Sue Iamamoto, PhD Candidate
Primary Supervisor: Professor James Dunkerley
Since my MA research, undertaken in the Department of Political Science of the University of São Paulo, Brazil, I have been studying the dynamics between social rebellions and national identity in Bolivia. With this objective, I came to Queen Mary in 2011 to pursue a PhD degree in Politics. I chose Queen Mary because the university offered me the opportunity to work with high level academic staff and the ability to research my combined interests in Latin American politics, nationalism, warfare studies and collective memories.
During the MA, I studied the different discourses on nationhood during the Bolivian Constitutional Assembly in 2007, which set the basis of the constitutionalisation of a Plurinational State (a Portuguese version of the MA thesis can be found here).

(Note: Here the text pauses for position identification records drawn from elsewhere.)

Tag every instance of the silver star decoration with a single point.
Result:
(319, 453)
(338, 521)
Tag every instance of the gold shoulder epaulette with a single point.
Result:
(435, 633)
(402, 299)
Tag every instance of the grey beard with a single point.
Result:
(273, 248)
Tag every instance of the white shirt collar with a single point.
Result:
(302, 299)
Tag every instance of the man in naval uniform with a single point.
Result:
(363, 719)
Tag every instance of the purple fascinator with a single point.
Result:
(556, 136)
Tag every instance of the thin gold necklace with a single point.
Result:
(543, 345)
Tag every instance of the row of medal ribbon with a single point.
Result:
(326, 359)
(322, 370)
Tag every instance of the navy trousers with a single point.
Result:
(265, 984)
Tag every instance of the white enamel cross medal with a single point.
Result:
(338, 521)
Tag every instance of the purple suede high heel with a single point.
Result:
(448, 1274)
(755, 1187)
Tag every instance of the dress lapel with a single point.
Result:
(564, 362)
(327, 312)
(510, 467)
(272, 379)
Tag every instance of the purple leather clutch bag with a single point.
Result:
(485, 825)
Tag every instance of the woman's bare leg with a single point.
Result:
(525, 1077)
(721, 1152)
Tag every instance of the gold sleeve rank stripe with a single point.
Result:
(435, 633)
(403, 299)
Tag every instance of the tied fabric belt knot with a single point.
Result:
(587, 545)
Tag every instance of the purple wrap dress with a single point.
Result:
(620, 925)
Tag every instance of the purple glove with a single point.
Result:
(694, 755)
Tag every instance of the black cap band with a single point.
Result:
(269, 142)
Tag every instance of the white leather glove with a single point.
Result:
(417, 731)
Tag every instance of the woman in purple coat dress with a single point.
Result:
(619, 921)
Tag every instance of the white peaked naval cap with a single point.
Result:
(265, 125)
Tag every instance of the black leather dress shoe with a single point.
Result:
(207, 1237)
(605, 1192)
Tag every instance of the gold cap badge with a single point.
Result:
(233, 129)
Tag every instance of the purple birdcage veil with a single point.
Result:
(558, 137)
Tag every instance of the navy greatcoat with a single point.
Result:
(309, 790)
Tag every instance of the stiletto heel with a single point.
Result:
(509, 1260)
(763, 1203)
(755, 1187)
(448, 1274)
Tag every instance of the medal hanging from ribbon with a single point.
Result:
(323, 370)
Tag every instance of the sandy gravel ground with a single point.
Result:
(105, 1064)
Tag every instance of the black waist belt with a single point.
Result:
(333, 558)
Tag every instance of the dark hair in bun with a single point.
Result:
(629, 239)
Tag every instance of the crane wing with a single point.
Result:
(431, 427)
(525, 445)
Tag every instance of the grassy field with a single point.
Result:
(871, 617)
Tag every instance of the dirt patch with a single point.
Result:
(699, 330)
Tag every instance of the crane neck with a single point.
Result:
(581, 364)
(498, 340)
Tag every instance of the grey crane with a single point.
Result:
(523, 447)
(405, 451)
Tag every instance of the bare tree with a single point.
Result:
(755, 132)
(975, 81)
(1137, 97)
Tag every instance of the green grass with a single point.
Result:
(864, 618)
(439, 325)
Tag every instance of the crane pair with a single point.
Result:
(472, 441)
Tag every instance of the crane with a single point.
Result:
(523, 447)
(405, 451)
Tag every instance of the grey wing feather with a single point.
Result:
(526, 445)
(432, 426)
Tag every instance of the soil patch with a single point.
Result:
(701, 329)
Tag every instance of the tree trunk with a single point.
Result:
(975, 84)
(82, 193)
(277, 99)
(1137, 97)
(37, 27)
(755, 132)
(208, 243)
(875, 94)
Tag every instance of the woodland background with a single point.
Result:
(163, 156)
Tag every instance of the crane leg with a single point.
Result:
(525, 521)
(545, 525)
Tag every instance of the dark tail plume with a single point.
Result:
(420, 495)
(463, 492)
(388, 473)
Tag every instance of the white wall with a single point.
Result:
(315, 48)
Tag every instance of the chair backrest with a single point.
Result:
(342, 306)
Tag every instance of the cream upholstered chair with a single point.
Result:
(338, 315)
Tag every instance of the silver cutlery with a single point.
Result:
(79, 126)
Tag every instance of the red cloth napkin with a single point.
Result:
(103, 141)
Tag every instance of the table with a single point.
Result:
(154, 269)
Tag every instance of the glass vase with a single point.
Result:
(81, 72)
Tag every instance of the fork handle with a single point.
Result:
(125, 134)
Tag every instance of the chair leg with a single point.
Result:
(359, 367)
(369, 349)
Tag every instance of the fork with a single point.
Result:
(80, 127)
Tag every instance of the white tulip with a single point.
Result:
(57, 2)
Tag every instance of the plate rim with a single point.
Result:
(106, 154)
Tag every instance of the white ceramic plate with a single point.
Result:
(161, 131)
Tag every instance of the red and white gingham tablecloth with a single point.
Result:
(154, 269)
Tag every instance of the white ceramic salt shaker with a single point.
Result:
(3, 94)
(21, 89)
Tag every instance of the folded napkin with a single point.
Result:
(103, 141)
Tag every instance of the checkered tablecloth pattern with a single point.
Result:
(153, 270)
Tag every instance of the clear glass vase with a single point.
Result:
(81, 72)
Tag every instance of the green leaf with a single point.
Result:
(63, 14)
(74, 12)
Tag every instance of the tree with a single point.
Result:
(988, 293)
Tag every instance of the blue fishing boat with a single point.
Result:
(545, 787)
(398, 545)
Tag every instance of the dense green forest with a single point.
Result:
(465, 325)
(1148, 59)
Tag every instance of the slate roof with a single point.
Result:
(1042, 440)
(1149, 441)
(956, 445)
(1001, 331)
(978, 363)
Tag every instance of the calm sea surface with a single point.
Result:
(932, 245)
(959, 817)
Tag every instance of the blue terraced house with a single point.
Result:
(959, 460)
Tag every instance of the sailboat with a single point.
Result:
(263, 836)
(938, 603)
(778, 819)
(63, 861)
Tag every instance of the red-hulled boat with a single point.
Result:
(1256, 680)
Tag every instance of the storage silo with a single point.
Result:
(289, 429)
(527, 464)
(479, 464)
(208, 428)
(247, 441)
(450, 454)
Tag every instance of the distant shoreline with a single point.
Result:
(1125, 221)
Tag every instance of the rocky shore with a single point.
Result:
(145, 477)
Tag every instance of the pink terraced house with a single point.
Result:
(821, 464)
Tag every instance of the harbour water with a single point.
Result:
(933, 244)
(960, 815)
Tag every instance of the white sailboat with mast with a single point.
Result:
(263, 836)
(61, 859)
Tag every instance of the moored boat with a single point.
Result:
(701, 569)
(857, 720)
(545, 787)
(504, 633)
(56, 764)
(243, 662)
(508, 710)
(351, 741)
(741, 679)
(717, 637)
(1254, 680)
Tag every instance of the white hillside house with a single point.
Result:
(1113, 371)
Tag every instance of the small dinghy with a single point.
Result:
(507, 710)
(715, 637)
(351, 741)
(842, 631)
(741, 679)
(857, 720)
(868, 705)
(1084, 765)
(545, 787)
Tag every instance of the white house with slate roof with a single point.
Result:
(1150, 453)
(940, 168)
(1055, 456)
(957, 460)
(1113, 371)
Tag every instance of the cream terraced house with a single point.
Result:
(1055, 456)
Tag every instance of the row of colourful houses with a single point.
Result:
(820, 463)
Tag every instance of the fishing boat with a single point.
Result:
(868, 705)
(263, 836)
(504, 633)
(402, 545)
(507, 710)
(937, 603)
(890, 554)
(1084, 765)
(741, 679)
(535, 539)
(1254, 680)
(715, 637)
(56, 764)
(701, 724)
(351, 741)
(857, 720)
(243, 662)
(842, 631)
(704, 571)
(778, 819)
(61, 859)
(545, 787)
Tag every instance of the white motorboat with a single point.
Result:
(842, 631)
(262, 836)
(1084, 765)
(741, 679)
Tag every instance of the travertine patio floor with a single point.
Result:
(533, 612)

It was a moment of reframing the idea of the Bolivian nation, following a period of intense social struggles demanding popular control of natural resources (such as natural gas and water) and a better representation of the indigenous majority in the political arena. This period covered the first few years of this century, from 2000 to 2005.
My current research investigates the discourses of nationhood that boosted the social struggles during those years, paying particular attention to how past rebellions and wars (ie: the National Revolution in 1952, the Chaco War in the 1930s, the Pacific War in the nineteenth century) were read during this new political context. On a broader level, it explores the role of collective memories of those events in framing the way a society relates to its state.
Regarding its methodology, the research includes thirteen months of fieldwork in Bolivia (October 2012 to November 2013), which combines archive research, participant observation, and interviews with social activists. It will compare regions particularly active between 2000 and 2005: neighbourhoods, syndicates and rural communities in the cities of El Alto, Achacachi and Potosí.